Christopher Hitchens writes a good review of Gary J. Bass's book Freedom's Battle in Foreign Affairs. The Hitchens piece is subtitled "The case for Humanitarian Intervention," so given that I've pretty much posited that "humanitarian intervention" is an oxymoron at this point, it was an interesting read.
Much of Bass's book and Hitchens's case dwells on the 19th century, with which I am less familiar. However, regarding the 20th and 21st, Hitchens writes of the US's constant shuffling on the issue:
"avoiding one humanitarian commitment by implictly adopting other ones. These days, this happens every time someone who wants to leave, say, a Saddam Hussein alone is rash enough to wonder out loud what should be done about Darfur, Myanmar, Tibet, or Zimbabwe."

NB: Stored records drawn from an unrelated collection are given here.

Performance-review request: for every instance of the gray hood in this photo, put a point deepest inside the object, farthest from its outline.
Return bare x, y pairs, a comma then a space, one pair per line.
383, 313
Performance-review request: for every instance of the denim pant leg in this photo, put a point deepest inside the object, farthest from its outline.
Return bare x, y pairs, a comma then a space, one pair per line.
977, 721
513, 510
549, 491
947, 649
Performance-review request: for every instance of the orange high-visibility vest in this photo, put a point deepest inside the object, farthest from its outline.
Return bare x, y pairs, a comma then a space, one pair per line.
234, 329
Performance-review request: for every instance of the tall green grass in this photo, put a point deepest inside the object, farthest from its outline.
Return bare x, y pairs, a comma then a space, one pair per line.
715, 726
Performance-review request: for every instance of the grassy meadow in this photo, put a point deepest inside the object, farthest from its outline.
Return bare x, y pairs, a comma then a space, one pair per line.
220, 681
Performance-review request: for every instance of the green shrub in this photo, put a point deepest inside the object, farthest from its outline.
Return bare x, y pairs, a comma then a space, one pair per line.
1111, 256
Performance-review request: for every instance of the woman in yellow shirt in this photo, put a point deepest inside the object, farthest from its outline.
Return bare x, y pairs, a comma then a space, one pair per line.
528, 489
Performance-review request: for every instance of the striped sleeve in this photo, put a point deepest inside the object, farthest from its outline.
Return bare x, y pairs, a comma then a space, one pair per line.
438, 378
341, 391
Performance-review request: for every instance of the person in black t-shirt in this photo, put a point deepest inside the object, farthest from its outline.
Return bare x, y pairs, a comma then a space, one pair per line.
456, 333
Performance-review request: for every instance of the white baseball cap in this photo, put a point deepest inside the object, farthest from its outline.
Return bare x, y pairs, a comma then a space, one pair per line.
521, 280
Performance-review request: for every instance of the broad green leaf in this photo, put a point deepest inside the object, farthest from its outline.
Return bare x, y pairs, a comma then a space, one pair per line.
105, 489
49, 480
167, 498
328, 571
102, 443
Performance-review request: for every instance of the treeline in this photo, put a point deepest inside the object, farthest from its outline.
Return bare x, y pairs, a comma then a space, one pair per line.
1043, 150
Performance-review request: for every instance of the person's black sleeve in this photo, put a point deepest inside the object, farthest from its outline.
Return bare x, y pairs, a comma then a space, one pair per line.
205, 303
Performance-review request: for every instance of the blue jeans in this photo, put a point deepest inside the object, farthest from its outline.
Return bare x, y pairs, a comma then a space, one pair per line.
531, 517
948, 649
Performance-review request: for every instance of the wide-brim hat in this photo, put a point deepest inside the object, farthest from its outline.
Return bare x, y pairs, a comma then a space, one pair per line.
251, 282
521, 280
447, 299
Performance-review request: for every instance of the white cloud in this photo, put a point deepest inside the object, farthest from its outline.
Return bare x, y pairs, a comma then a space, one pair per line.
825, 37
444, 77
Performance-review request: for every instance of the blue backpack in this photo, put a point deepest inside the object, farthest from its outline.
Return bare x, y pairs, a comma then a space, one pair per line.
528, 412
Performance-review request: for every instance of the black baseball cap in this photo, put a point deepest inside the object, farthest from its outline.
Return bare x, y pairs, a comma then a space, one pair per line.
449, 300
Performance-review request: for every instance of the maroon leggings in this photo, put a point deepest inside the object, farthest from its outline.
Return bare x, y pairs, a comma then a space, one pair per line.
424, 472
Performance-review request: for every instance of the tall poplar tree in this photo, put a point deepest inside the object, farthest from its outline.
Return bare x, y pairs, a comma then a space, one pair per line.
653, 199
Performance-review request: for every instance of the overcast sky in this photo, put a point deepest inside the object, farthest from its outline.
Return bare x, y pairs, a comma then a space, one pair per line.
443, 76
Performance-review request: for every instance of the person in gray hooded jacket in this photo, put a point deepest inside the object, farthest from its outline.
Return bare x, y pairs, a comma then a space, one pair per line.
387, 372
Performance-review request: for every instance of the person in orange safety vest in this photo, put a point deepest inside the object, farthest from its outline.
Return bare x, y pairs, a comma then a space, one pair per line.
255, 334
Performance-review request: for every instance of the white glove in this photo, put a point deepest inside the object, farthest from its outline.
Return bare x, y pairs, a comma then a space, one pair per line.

Of course, that's not a problem on this page, where I've argued that military or coercive action should be taken in none of the above cases (and been proven largely correct by events in most of them, I feel). Disagree with me if you like, but at least I'm consistent.
Ultimately, though, I feel Hitchens in his piece falls prey to the same issues that bedevil interventionists everywhere: failing to appreciate internal conflicts or abuses vs. external ones, autocracies vs. aggressors, dreadfully run states vs. true international threats, and inevitable ethnonationalist/tribal turf wars vs. truly preventable instances of heinous crimes against humanity. The issue is not whether we should use American power to defend free states against aggressors: that is hopefully beyond dispute. But the question of whether we should "seek monsters to destroy" and interfere in the internal workings of states whose governments we don't like is as relevant a question today as it was in 1823, when we had virtualy no projective power to seek monsters out anyway. Now that we have the power, it's still a fair question as to whether, how, and when we should use it. On the questions of internal sovereign states like Myanmar and Zimbabwe, Hitchens fails to convince me that anything called "humanitarian intervention" will make these countries, or the world at large, a better place, or that it's worth the cost. Hitchens quotes Bass: "The value of stability is that it saves lives." Given the destabilizing impact of so-called humanitarian intervention in Iraq, such an observation should be a death knell for the more hairbrained schemes of the early 21st century (delivering food aid at gunpoint to Burma comes to mind). In this context, lamenting the West's unwillingness to prevent Tsarist Russia's annexation of Poland in the mid-18th century, as Hitchens and Bass do, is not particularly relevant to the current debate anymore, if it ever was.
In short, sovereignty once again carries the day. Nice try, though, Mr. Hitchens. More compelling than most.